Back channel to Moscow. Emails described to the New York Times shows an conservative political operative Paul Erickson told the Trump campaign that the Russian government was looking to set up a back-channel to the campaign and that he could help set up a meeting between Trump and Russian President Vladimir Putin. Erickson suggested that the Russian government would use the National Rifle Association convention in Kentucky to reach out to the campaign with Russian central bank deputy governor Alexander Torshin as the likely point-man for contact.
99 problems. Presidential son-in-law Jared Kushner has yet another problem with the financial section of his security clearance form, failing to disclose his role in the Charles and Seryl Kushner Foundation while the group was funding settlements in Israel.
Mystery missile. Did Houthi rebels fire a land-attack cruise missile at a nuclear plant in Abu Dhabi? Members of the Yemeni rebel movement released a video of a cruise missile launch on Saturday claiming it had been targeted at the United Arab Emirates’ Barakah nuclear reactor.
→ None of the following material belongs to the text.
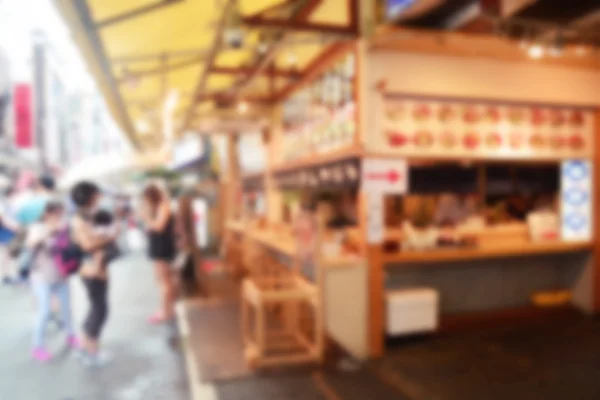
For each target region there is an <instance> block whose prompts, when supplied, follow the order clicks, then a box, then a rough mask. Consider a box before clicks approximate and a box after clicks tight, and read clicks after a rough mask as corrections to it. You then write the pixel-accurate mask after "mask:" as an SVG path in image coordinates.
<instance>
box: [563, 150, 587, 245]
mask: <svg viewBox="0 0 600 400" xmlns="http://www.w3.org/2000/svg"><path fill="white" fill-rule="evenodd" d="M561 201H562V205H561V212H562V221H561V225H562V238H563V240H565V241H572V242H573V241H589V240H591V239H592V220H593V219H592V166H591V163H590V162H589V161H583V160H569V161H564V162H563V163H562V178H561Z"/></svg>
Emirati authorities, however, denied any launch, trumpeting the country’s air defenses and proclaiming the reactor “immune.”
Red lines. Israeli warplanes struck an alleged Iranian military base in Damascus over the weekend, emphasizing the country’s recently-stated red line that Iran not be able to expand its military footprint in post-war Syria. As if to put a finer point on the message behind the attack, Israeli Prime Minister Benjamin Netanyahu released a pre-recorded video message reiterating that Israel will not accept Iran’s military presence next door.
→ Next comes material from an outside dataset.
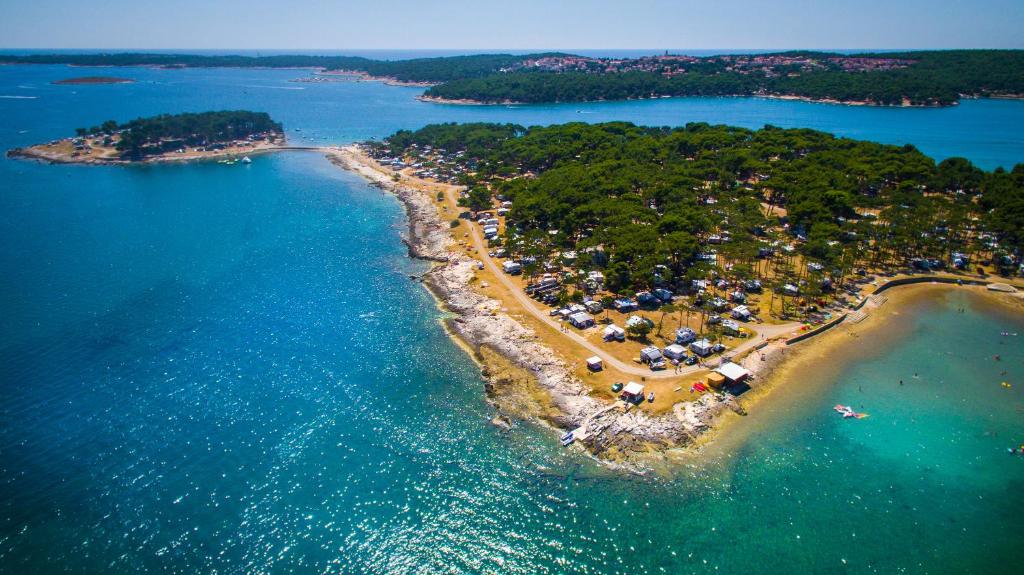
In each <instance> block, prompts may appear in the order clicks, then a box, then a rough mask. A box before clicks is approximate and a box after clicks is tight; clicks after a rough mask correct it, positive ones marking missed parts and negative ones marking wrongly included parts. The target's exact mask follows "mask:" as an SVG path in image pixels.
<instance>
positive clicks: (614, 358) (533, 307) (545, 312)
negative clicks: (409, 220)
mask: <svg viewBox="0 0 1024 575" xmlns="http://www.w3.org/2000/svg"><path fill="white" fill-rule="evenodd" d="M458 189H459V188H458V187H457V186H451V187H450V188H449V189H447V190H446V191H447V194H449V200H451V201H452V202H455V201H456V198H457V196H456V195H455V194H456V193H457V191H458ZM469 227H470V237H471V238H472V239H473V246H474V247H475V248H476V251H477V253H478V254H479V258H480V261H482V262H483V265H484V266H486V267H487V269H489V270H490V271H492V272H493V273H494V274H495V276H496V277H498V280H499V281H501V282H502V284H503V285H505V287H507V289H508V291H509V293H510V294H511V295H512V297H513V298H515V299H516V301H517V302H519V303H520V304H521V305H522V307H523V308H524V309H526V310H527V311H528V312H529V313H530V314H532V315H534V316H535V317H536V318H537V319H539V320H541V321H542V322H544V323H547V324H548V325H550V326H551V327H552V328H553V329H558V330H559V331H560V333H561V334H562V335H563V336H565V337H566V338H568V339H570V340H572V341H573V342H575V343H577V344H579V345H580V346H581V347H583V348H584V349H586V350H588V351H590V352H591V353H593V354H594V355H596V356H598V357H600V358H601V359H602V360H604V363H605V364H606V365H610V366H612V367H614V368H615V369H618V370H620V371H622V372H624V373H630V374H633V375H642V377H645V378H648V379H654V380H660V379H670V378H679V377H680V375H686V374H688V373H694V372H696V371H700V370H701V369H706V367H701V366H699V365H684V366H682V367H681V368H680V370H679V371H678V372H676V371H674V370H672V371H670V370H668V369H666V370H664V371H651V370H650V368H648V367H646V366H642V365H638V364H636V363H627V362H625V361H622V360H620V359H617V358H615V357H612V356H611V355H610V354H608V353H607V350H604V349H601V348H600V347H598V346H596V345H594V344H593V343H592V342H590V341H589V340H587V339H586V338H584V337H583V336H582V335H581V334H580V333H579V331H577V330H575V328H574V327H568V329H569V330H568V331H561V328H562V326H563V325H565V324H564V323H562V322H561V321H559V320H556V319H554V318H552V317H551V315H550V314H549V309H548V308H544V307H541V306H540V305H539V304H538V303H537V302H536V301H534V300H532V299H531V298H530V297H529V296H527V295H526V293H525V292H523V291H522V289H521V287H520V286H519V285H517V284H516V283H515V282H514V281H512V278H511V277H509V275H508V274H506V273H505V272H504V271H502V268H501V266H500V265H499V264H498V262H497V261H496V260H495V258H492V257H490V256H488V255H487V247H486V245H485V244H484V242H483V237H482V234H481V233H480V231H481V230H480V229H479V226H478V225H477V224H476V223H475V222H474V223H472V224H470V226H469ZM801 325H802V324H801V323H799V322H792V323H780V324H768V325H766V324H762V325H760V326H759V327H758V328H757V329H756V331H757V335H756V336H754V337H752V338H749V339H748V340H746V341H744V342H743V343H741V344H740V345H738V346H736V347H735V348H732V349H731V350H730V351H731V352H732V353H741V352H744V351H746V350H749V349H751V348H753V347H755V346H756V345H758V344H760V343H761V342H763V341H767V340H771V339H774V338H777V337H779V336H782V335H788V334H791V333H794V331H797V330H798V329H800V326H801ZM595 328H596V327H592V328H591V329H595ZM760 336H764V338H763V339H762V338H761V337H760Z"/></svg>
No reply. CIA director Mike Pompeo has chosen to send his messages to Iran in a more direct manner, mailing a letter to Qods Force chief Qasem Soleimani “because he had indicated that forces under his control might in fact threaten U.S. interests in Iraq.” The letter was left unopened, which Pompeo says “didn’t break my heart to be honest with you.”
Phase four in Syria. On his way to Jordan over the weekend, Secretary of Defense James Mattis told reporters that the U.S. is winding down its arming of Kurdish groups in Syria as part of an overall shift from supporting combat operations against the Islamic State to emphasizing police and local security efforts in order to secure recently liberated territory.
But the Assad regime gets a vote in whether major combat operations are over yet, too, and the recent announcement by the Syrian army that it plans to march on Raqqa, where U.S.-backed forces are currently posted, sets up the possibility of another clash between U.S.-backed and Assad regime-aligned forces.